In the mITT analysis at 2 years, there was no significant difference between TTVR and control in all-cause mortality (19.1% vs 25.3%; p=0.192), heart failure hospitalization (26.8% vs 32.2%; p=0.312), or the composite of all-cause mortality or heart failure hospitalization (36.0% vs 43.7%; p=0.161). The investigators noted that interpretation of these 2-year comparisons is limited by the high crossover rate. When control patients were stratified by crossover status, TTVR patients had significantly lower all-cause mortality compared to control non-crossover patients (19.1% vs 44.9%; p<0.001), while control crossover patients had a 2-year mortality of 29.4% (TTVR vs crossover p=0.497). Cumulative severe bleeding at 2 years was 19.7% in the TTVR group versus 15.8% in the control group (p=0.409), though severe bleeding was significantly higher in TTVR at 1 year (15.4% vs 5.3%; p=0.003). New pacemaker or ICD implantation among pacemaker-naive patients was significantly higher in the TTVR group at 2 years (31.5% vs 15.0%; p=0.008).
In the as-treated analysis, TTVR resulted in near-elimination of TR at 2 years: 94.9% of TTVR patients had mild or less TR, compared with 95.0% of crossover patients (1 year post-implant) and only 15.4% of OMT-only patients. The KCCQ-OS score improved from baseline by 17.8 points in the TTVR group and 19.6 points in the crossover group at their respective 2-year post-implant timepoints, compared with 14.1 points in the OMT-only group.
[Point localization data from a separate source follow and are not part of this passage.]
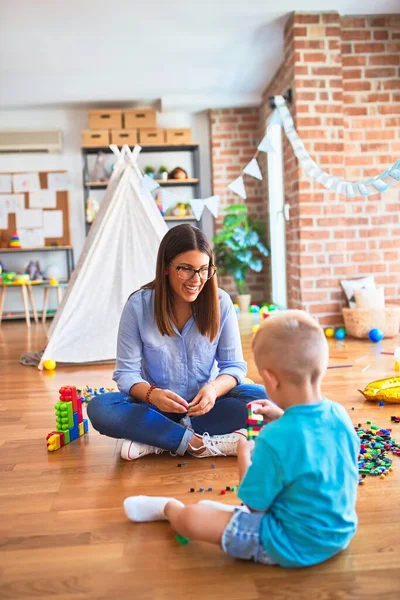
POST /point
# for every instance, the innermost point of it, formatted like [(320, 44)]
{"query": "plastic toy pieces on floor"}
[(376, 443), (88, 393), (254, 423), (70, 423)]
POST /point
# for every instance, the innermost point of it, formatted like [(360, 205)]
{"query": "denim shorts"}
[(241, 538)]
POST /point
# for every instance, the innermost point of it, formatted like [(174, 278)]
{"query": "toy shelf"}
[(164, 182), (193, 182)]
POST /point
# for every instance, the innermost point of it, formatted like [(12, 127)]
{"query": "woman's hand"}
[(168, 401), (203, 402), (267, 409)]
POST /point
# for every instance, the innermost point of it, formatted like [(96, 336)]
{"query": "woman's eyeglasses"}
[(187, 273)]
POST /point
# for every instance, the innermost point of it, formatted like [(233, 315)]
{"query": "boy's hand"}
[(244, 456), (245, 445), (267, 409)]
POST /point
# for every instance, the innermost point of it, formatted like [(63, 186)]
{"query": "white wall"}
[(72, 122)]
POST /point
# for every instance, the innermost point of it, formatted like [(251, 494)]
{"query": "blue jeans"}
[(241, 538), (121, 416)]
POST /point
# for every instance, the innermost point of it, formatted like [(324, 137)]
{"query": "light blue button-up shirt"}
[(182, 363)]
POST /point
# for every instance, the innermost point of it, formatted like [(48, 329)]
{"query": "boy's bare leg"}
[(197, 522)]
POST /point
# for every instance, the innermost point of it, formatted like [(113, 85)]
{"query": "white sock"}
[(221, 506), (146, 508)]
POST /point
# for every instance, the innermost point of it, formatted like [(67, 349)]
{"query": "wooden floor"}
[(63, 534)]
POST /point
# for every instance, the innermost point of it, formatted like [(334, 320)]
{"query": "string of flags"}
[(374, 185), (282, 116)]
Post-hoc Bayesian sensitivity analyses with multiple imputation modeling, designed to estimate outcomes had the control group been preserved without crossover or withdrawal, suggested a significant reduction in all-cause mortality with TTVR (19.1% vs 29.4%; p=0.03) and a significant improvement in KCCQ-OS (change from baseline of 17.6 vs 1.9 points; p<0.01). Crossover patients had similar outcomes 1 year post-implant as those originally randomized to TTVR. These results support the durability and effectiveness of TTVR with the EVOQUE system for patients with symptomatic severe TR, though the higher need for pacemakers and the large amount of crossover must be considered.
Sample size is a major limitation: the study was not powered for individual components such as all-cause mortality or heart failure hospitalization. Due to 2:1 randomization, the high crossover rate (43.6%), deaths, and withdrawals, there was high attrition and low sample at 2 years in the control group, limiting the ability to detect between-group differences. Since the post-hoc Bayesian analyses were not prespecified, these findings are hypothesis-generating.
Vinod Thourani, MD, FACS, FACC, of the Piedmont Heart Institute in Atlanta, GA, concluded: “Treatment with transcatheter tricuspid valve replacement resulted in significant and sustained near-elimination of tricuspid regurgitation at two years with associated improvements in quality of life. All-cause mortality was not significantly different between TTVR and control based on assignment at randomization, but crossover analysis demonstrated significantly lower mortality in TTVR compared to control patients who did not cross over. Crossover patients had similar outcomes one year post-implant as those originally randomized to TTVR.”